Der Schirach-Hype ist an mir vorbeigegangen. Spannend war es trotzdem, als  neulich ein bekannter Strafrechtslehrer erläuterte, daß die vielzitierte Vergewaltigungsstory in Schuld keinesfalls authentisch sein könne. (Zur Authentizitäts-Unterstellung statt vieler die Rez. von Güntner in der NZZ, 6.9.2010, wo literaturwissenschaftlich naiv davon die Rede ist, daß der Leser “zurück in des Autors berufliche Anfänge als Strafverteidiger” geführt werde.) Ganz am Text machte der Strafrechtslehrer deutlich, daß schon die Nichterwähnung einer Strafbarkeit nach 323 c StGB (unterlassene Hilfeleistung) die Fiktionalitätsvermutung begründe. Kein Richter und kein Staatsanwalt hätte es in dem von Schirach berichteten Fall übersehen, die alternative und immerhin auch noch merkliche Strafbarkeit nach diesem Tatbestand zu überprüfen und ggf. durchzusetzen (s. z. B. BGH, Urteil vom 22. 4. 1999, RNr. 17, lexetius).
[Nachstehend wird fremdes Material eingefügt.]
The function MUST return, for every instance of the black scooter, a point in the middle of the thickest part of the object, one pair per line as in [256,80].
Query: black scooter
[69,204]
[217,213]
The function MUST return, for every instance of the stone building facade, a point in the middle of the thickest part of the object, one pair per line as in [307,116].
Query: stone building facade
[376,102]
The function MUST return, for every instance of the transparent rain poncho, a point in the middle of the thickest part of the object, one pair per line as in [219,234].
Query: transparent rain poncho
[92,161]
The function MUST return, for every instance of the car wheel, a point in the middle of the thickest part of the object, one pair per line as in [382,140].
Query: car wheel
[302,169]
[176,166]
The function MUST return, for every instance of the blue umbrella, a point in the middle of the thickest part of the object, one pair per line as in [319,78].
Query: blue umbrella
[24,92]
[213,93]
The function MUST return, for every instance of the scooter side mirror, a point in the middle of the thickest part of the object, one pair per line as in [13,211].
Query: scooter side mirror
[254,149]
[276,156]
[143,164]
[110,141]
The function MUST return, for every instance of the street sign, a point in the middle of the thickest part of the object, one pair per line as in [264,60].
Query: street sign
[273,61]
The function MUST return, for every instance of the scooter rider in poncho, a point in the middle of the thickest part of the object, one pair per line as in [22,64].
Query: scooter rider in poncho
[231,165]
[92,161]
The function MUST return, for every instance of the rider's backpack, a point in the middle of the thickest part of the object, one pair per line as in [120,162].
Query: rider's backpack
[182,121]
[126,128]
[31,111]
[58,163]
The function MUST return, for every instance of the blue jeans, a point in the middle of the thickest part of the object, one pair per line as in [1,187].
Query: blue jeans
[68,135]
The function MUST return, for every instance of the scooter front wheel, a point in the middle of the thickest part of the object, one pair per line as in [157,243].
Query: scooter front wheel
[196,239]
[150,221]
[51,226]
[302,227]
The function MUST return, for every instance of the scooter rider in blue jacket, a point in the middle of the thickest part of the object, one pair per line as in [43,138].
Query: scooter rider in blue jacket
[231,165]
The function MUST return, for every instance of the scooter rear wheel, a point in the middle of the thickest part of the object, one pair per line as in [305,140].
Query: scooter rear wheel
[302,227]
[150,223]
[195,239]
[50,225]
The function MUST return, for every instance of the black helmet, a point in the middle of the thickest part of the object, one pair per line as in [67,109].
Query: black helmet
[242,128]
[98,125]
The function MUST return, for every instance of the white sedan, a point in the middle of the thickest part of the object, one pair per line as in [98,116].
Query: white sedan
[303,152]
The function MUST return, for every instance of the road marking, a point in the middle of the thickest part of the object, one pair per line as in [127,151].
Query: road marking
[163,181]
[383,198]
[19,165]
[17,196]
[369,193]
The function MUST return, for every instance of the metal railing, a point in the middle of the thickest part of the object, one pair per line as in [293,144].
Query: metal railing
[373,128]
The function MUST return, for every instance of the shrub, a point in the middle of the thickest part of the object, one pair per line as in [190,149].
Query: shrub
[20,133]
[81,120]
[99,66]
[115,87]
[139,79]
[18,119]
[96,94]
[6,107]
Was bleibt demnach von Schirachs Story? Nichts als Erfindung, mit der der Erzähler den In-Dubio-Grundsatz infamiert, um sich selbst in das Licht einer ausgeprägten Reflexionsfähigkeit zu stellen, von der auch noch “[d]es Anwalts verlorene Unschuld” (NZZ) erfasst wird?

Selbstverständlich ist das ein alter Trick der Authentizitätsversicherer, zu dem Schirach da greift: Er nimmt zwei Grundsätze des Strafverfahrens — in dubio pro reo und das Schweigerecht des Beschuldigten/Angeklagten — und produziert daraus eine Versuchsanordnung. Kleinbürgerliches Ambiente, Gang Bang, blutige Sachverhaltsdetails u. dgl. bilden (im Sinne von Jolles’ Einfacher Form “Kasus”) die kontingenten Zutaten, mit denen die Mikronarration der Grundanordnung erweitert und so plausibilisiert wird, daß Lektüre und Lektürereaktionen über den Fachkreis hinaus überhaupt erst möglich werden.

Die Empörung der Mehrzahl der Rezensenten über einen derartigen Fall von Justizversagen wäre berechtigt, wenn sie sich bewußt bliebe (und reflektierte), daß sie sich auf eine unwahrscheinliche Möglichkeit bezieht. Dies gälte selbst dann, wenn sich ein vergleichbarer Fall in irgend einer der zahlreichen amtlichen Urteilspublikationen fände, die seit dem 19. Jahrhundert von den modernen Justizverwaltungen produziert wurden. Keinesfalls kann man unbesehen annehmen, daß der Fall aus dem Portfolio des routinierten Verteidigers Schirach stammt.